Junho membuka matanya perlahan, kemudian mengaduh menahan sakit sejenak ketika kepalanya kembali berdenyut nyeri bukan main. Rasa nyerinya lebih menyakitkan daripada nyeri yang ia rasakan sebelum-sebelumnya. Belum lagi ditambah dengan tubuhnya yang lemas bukan main, ia tidak melakukan apapun selain menggerakkan tubuhnya ringan demi menghalau nyeri di kepalanya.
Dan jika saja sekarang ia bisa berdiri di depan cermin, ia pasti sudah tampak seperti hantu saking pucatnya. Juga tampak seperti pelari marathon karena keringat dinginnya.
"Mama minta aku ijin jaga malam buat jaga Junho di sini, sementara mama pulang ke rumah buat kak Myungsoo? Mama pikir itu adil?"
Junho menatap ke arah pintu kamarnya sejenak. Kepalanya kembali berdenyut nyeri, nyaris menguasi seluruh kepalanya. Dan dengan keadaan kepala nyeri bukan main, ia mendengar kakak dan mamanya berbincang, sepertinya dari arah dapur. Junho tidak terlalu yakin.
"Hanya malam ini, Woo. Myungsoo minta mama pulang sebentar dan kebetulan papamu nggak di rumah, jadi mama mau pulang sebentar. Myungsoo juga butuh mama. Tolong mengerti, Eunwoo. Kakakmu juga anak mama."
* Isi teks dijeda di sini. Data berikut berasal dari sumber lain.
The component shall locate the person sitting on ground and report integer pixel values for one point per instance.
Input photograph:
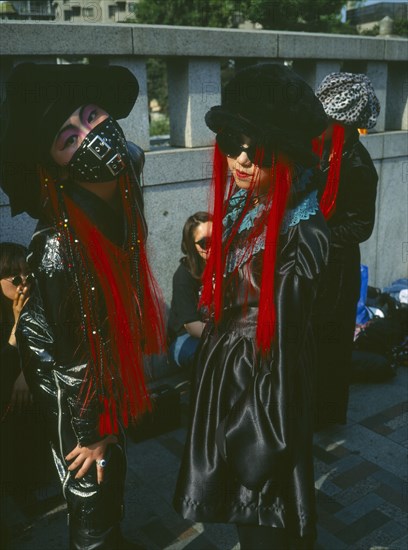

"Ma, kak Myungsoo bukan anak kecil yang harus selalu mama urusi keperluannya. Dia yang tertua di antara kami dan dia laki-laki dewasa. Mama nggak perlu memperlakukan kak Myungsoo seperti anak SD yang nggak bisa apa-apa. Bukan aku yang nggak mau mengerti kakakku sebagai anak mama juga, tapi kak Myungsoo yang terlalu kekanakan dan mama yang nggak bisa menempatkan diri sesuai situasi."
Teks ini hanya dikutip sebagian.